I know sometimes people have genuine reasons, but so often these are the people who organise it, and I can't help but think they know they are taking on too much and I'm sick of putting the time by and having plans cancelled.

Supersimkin2 · 16/02/2023 18:26

YANBU - mobiles enable the self-oriented and careless.

My bugbear is waiting for someone in a restaurant only to get the Just Left the House text.

What can we do to get our time back? Preferably without the flakes.

CheeseDreamsTonight · 16/02/2023 18:31

@Supersimkin2 no idea. My gut is saying to stop organising / accepting invitations but I am always still hopeful that this last time, everyone will come. Hopeful it won't be cancelled.

Shininghope · 16/02/2023 19:16

Yes I think people are more flakey.

I do wonder if the slow decline into the cost of living crisis has anything to do with it? I do at times agree to things that I would love to do n the hope that I can save up but an unexpected bill happens and there’s a lot of shame around admitting it’s too costly.
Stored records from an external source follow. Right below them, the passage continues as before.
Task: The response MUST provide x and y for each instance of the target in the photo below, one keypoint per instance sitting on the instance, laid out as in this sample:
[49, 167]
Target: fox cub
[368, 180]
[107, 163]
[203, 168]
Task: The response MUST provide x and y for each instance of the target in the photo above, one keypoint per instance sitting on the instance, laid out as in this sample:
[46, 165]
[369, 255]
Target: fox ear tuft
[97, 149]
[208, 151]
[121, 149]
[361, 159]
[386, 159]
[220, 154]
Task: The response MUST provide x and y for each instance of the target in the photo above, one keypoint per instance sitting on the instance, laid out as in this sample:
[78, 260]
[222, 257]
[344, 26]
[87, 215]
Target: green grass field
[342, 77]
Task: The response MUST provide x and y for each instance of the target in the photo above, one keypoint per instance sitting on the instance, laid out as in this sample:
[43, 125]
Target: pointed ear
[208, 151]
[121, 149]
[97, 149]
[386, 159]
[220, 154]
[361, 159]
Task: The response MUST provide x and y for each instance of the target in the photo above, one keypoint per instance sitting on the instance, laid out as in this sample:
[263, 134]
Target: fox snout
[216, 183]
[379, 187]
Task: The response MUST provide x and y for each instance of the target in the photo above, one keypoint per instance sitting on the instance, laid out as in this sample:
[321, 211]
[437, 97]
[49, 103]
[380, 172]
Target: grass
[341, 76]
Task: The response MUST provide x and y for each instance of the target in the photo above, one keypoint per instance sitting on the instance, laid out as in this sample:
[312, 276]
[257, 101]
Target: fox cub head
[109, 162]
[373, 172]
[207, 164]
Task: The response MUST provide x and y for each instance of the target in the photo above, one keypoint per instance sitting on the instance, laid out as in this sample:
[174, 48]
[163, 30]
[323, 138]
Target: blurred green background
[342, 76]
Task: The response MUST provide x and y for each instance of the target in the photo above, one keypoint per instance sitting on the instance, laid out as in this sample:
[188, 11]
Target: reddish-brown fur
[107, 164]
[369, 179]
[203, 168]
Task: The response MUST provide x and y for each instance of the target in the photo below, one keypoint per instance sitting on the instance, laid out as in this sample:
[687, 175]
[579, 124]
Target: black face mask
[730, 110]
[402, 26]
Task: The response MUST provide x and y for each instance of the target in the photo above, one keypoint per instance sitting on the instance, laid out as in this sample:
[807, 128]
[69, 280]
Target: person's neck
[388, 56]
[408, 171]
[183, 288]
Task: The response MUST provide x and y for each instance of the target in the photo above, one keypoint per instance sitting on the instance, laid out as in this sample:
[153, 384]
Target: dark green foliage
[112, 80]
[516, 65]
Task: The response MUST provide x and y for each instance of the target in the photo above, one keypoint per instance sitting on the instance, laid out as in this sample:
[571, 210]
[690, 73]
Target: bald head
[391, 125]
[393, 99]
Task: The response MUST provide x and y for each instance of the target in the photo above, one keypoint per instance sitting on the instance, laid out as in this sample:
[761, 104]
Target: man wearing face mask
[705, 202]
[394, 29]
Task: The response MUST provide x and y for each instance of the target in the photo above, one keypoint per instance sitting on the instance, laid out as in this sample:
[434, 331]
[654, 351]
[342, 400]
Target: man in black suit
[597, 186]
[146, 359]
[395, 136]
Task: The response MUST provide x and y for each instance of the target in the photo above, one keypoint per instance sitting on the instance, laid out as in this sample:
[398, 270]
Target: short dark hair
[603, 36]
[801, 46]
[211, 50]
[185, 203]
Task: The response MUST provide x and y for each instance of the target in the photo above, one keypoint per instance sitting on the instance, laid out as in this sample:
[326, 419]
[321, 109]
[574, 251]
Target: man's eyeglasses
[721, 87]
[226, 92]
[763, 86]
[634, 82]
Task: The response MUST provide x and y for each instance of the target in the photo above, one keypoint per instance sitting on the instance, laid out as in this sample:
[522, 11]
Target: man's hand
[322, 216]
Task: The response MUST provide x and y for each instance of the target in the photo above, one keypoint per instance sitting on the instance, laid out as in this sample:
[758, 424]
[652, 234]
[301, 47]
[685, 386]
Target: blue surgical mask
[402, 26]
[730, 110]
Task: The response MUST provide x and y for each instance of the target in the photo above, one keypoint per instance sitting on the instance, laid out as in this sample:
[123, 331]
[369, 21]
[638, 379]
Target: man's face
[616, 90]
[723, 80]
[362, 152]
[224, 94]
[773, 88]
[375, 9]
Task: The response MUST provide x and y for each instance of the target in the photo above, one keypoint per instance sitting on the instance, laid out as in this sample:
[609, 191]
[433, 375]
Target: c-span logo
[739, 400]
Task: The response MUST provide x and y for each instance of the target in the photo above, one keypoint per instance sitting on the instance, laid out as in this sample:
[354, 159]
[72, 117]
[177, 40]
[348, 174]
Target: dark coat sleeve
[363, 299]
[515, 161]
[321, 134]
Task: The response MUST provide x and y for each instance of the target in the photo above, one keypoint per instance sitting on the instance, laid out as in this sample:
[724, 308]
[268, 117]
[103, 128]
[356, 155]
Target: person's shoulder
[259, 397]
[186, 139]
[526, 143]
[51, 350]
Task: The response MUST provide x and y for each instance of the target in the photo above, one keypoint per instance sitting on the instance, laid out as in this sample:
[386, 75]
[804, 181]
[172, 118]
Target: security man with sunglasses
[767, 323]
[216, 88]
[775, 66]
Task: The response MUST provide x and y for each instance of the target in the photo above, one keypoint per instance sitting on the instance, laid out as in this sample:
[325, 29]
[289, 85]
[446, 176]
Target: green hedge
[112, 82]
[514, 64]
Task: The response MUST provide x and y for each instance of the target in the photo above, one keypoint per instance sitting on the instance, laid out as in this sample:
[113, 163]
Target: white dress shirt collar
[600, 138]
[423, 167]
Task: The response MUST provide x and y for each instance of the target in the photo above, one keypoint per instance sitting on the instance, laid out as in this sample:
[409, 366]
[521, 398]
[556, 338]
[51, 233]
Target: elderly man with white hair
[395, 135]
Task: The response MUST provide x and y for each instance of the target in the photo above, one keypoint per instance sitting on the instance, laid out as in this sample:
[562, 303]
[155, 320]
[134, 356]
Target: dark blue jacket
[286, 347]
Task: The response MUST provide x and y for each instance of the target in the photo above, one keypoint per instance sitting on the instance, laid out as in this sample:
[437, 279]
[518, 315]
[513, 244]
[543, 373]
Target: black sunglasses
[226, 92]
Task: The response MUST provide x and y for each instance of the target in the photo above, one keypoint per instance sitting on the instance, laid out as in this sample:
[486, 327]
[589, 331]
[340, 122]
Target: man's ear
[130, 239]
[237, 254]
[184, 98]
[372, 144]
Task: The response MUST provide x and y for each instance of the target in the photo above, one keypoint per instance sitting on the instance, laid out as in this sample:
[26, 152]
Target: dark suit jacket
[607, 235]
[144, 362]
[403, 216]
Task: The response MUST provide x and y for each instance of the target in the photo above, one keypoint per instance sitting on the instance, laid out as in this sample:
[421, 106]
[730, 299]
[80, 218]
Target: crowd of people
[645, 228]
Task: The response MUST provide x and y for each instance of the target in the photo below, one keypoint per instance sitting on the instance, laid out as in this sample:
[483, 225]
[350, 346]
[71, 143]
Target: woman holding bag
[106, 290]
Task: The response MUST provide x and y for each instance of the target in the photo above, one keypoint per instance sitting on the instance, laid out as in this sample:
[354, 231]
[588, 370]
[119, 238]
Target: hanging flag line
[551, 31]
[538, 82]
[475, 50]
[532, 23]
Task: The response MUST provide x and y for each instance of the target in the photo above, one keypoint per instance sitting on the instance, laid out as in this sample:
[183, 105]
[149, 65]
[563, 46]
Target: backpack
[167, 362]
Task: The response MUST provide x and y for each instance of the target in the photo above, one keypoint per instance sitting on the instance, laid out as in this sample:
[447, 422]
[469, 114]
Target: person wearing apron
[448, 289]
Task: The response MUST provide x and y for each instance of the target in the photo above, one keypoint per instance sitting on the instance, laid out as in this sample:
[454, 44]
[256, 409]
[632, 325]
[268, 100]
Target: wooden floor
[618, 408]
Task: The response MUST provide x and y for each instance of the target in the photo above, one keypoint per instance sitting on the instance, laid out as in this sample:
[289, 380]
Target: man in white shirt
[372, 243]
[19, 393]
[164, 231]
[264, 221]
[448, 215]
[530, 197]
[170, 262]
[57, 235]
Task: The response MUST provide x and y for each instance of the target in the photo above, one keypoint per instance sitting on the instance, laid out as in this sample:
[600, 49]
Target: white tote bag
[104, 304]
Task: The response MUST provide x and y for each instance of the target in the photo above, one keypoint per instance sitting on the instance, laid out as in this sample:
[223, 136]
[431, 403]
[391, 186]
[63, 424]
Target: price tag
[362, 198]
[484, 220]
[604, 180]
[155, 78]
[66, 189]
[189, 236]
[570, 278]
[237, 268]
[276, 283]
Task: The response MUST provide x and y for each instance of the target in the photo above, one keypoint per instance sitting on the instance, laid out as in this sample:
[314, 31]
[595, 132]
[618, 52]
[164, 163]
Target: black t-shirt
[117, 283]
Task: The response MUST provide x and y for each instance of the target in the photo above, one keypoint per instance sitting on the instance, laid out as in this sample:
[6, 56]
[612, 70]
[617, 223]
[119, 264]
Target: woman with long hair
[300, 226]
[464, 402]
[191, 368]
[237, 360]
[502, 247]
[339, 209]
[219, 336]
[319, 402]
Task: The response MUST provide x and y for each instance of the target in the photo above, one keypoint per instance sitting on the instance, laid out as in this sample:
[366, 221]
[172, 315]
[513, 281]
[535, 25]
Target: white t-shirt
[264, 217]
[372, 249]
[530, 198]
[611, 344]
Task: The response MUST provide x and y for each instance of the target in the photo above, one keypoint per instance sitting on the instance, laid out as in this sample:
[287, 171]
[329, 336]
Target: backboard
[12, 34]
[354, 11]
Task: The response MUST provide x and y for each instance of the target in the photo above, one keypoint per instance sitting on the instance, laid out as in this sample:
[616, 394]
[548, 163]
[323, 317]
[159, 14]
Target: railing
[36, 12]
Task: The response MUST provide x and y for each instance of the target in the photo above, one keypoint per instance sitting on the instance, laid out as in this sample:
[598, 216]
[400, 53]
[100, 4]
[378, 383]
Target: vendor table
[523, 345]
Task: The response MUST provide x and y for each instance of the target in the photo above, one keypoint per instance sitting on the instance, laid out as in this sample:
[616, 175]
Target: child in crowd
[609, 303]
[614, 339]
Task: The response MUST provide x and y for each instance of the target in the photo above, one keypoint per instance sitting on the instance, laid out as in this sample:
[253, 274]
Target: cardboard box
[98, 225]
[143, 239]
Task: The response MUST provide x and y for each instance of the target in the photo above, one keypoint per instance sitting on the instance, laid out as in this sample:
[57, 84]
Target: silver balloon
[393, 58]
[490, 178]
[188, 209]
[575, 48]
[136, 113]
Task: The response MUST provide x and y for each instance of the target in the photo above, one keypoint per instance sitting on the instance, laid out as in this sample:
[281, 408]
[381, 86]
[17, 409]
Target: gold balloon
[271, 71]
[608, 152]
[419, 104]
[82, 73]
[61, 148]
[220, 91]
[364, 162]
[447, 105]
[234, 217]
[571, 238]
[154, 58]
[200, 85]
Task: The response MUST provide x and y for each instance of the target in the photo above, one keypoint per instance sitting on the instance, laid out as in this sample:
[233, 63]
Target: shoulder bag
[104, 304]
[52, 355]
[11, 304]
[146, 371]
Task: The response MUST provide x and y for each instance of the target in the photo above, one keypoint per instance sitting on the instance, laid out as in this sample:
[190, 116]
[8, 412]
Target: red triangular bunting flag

Even a night out with two or three drinks can make a huge dent in the budget.

like many others I’m working three jobs just to pay the bills- I’m tired- I’m cranky- I want to do things and try and commit but ultimately when it gets to it I’m exhausted.

I could admit that it’s all to much and drop out of the plans- leave the WhatsApp groups etc but that would mean I would have to admit I’m trapped in this cycle of no time, no energy, no life and no way out. That’s a big thing to have to admit to yourself. So we laugh along- say it will be great to see everyone and get a little bit of vicarious fun in the planning instead.

I’m not saying thats every flakey person out there one but maybe that’s a few of us.

Supersimkin2 · 16/02/2023 19:18

I wordlessly ban inviting flakes for the 2 weeks before Xmas and before bdays.

Afterwards - when timings are less tight cos less to do - they’ll get a call. But not at peak social time, that’s not their milieu.